Squaring both sides, we get \(i^2=(\sqrt{-1})^2\). By the property of square roots, \((\sqrt{a})^2 = a\) for \(a\geq0\), here \(a = - 1\), so \(i^2=-1\).

Second part (Even and odd powers of \(i\)):

We know the cyclicity of \(i\):

• \(i^1=i\)
• \(i^2 = - 1\)
• \(i^3=i^2\times i=(-1)\times i=-i\)
• \(i^4=(i^2)^2=(-1)^2 = 1\)
• \(i^5=i^4\times i = 1\times i=i\) and so on.

For even powers: Let the power be \(2n\) where \(n\) is an integer. Then \(i^{2n}=(i^2)^n=(-1)^n\). When \(n\) is even, \((-1)^n = 1\); when \(n\) is odd, \((-1)^n=-1\). But in general, we can say that even powers of \(i\) are either \(1\) or \(- 1\) (depending on whether the power is divisible by \(4\) or not, but a more general description is that even powers of \(i\) are real numbers (either \(1\) or \(-1\)) and odd powers of \(i\) are either \(i\) or \(-i\) (imaginary numbers).

For odd powers: Let the power be \(2n + 1\) where \(n\) is an integer. Then \(i^{2n+1}=i^{2n}\times i=(-1)^n\times i\). So odd powers of \(i\) are imaginary numbers (either \(i\) or \(-i\)).

Third blank (Form of complex number):

A complex number is written in the form \(a + bi\), where \(a\) and \(b\) are real numbers, and \(i=\sqrt{-1}\).

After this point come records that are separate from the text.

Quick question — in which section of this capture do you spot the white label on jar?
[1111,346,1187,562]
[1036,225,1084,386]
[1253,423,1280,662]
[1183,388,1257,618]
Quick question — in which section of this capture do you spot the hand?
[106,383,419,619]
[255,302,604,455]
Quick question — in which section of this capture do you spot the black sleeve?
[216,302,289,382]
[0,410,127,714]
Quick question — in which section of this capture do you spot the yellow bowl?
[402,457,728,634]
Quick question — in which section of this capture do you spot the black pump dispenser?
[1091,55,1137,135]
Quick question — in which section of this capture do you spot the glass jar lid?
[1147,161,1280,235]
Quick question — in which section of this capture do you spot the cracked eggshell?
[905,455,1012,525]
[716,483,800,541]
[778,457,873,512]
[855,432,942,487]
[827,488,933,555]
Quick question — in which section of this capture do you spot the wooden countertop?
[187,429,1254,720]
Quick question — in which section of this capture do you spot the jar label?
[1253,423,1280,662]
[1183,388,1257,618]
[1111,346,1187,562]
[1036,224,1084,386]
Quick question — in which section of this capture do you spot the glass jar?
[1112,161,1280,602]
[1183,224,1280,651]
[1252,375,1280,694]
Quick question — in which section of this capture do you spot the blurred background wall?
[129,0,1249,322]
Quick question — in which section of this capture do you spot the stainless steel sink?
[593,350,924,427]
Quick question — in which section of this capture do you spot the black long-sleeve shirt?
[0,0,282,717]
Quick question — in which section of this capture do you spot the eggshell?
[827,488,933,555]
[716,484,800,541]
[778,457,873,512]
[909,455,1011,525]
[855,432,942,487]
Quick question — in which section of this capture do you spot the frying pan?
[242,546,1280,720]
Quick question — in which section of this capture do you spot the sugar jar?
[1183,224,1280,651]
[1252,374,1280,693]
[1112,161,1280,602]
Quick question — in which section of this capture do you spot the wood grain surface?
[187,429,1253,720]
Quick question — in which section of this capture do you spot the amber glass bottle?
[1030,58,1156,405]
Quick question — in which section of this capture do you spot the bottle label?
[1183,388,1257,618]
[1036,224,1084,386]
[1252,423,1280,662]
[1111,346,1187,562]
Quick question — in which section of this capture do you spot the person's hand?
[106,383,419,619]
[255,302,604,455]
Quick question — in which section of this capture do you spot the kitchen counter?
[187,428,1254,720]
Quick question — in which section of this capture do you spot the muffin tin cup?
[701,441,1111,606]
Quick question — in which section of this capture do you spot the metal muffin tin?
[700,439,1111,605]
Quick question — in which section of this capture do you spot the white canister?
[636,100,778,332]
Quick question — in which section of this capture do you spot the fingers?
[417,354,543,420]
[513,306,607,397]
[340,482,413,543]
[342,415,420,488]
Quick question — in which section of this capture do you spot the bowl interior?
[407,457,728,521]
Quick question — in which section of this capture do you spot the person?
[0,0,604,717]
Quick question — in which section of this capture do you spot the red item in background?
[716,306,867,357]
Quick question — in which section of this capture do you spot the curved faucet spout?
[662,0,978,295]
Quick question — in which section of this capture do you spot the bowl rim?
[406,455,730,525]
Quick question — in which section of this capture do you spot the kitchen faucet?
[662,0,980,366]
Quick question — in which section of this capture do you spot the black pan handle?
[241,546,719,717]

Here, \(a\) is the real part and \(bi\) is the imaginary part.

Answer:

s:

• \(i^2=\boldsymbol{-1}\)
• Even powers of \(i\): real numbers (either \(1\) or \(-1\)), Odd powers of \(i\): imaginary numbers (either \(i\) or \(-i\))
• Complex number form: \(\boldsymbol{a + bi}\) (where \(a,b\in\mathbb{R}\))